Jung emphasized the importance of redesigning systems to eliminate food waste.

“Compost helps because the university measures its circular resource goal by reaching 90% diversion from the landfill, 30% aversion from the landfill and increasing the recirculation characteristics of the institution,” he said.

The university’s diversion efforts involve sending waste materials outside of ASU to be repurposed. ASU utilizes the city of Phoenix compost facility on 27th Avenue to process the compost collected on campus.

“The institution has never really been interested in running its own compost facility or its own recycling facility. We are an educational institution,” Jung said. “This facility, which we are partnering with, is then able to focus on processing, scaling, etc.”

Pie chart breaking down ASU’s waste stream as follows: 12.09% non-recoverable; 16.18% potentially compostable; 17.18% separated recyclable; 26.27% mixed recyclable; 28.27% compostable. It reads, “Almost 45% of our waste potentially is compostable!”

Graphic courtesy ASU Zero Waste

Through its diversion efforts, ASU has access to state-of-the-art facilities owned and operated by the city of Phoenix.

“The fact that we are partnering to achieve an outcome that's greater than the sum of its parts, I think is a really great partnership and illustrates how ASU is fulfilling its socially embedded objective,” Jung said.

The ASU Zero Waste team provides the Sun Devil community with an abundance of educational resources on how to participate in the program, including a 15-minute online class (open to anyone, but required if requesting the Office Compost Program for one's office, which must be done prior to taking the class) and a new waste directory.

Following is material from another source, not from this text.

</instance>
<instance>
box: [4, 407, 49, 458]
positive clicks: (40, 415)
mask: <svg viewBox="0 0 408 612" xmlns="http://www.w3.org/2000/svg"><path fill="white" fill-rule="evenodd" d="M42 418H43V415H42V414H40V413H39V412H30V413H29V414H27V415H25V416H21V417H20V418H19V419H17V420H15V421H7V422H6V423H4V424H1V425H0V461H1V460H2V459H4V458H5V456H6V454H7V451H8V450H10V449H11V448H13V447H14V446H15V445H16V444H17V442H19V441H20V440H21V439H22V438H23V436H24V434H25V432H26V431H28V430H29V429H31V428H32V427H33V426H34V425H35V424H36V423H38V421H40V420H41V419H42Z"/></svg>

“We are also, through the trainings, helping to educate students, staff and faculty about how they can live every day like it’s Earth Day,” Jung said, adding that the program helps capture food waste at its source.

“The biggest thing that anyone can do every day, any day, all day, is take three extra seconds and say, 'I'm going to sort this into the proper bin,'” he said. “There are recycling and landfill bins in all of the offices and the classrooms. And now, with office compost coming to break rooms and kitchenettes, it just takes that extra three seconds.”

Jung is currently pursuing a doctorate of philosophy in design, environment and the arts through the Herberger Institute for Design and the Arts. He says the program studies the use of experience design to promote sustainable behaviors in people.

“If we are not striving to minimize our impact on the planet," Jung said, "what are we doing here?"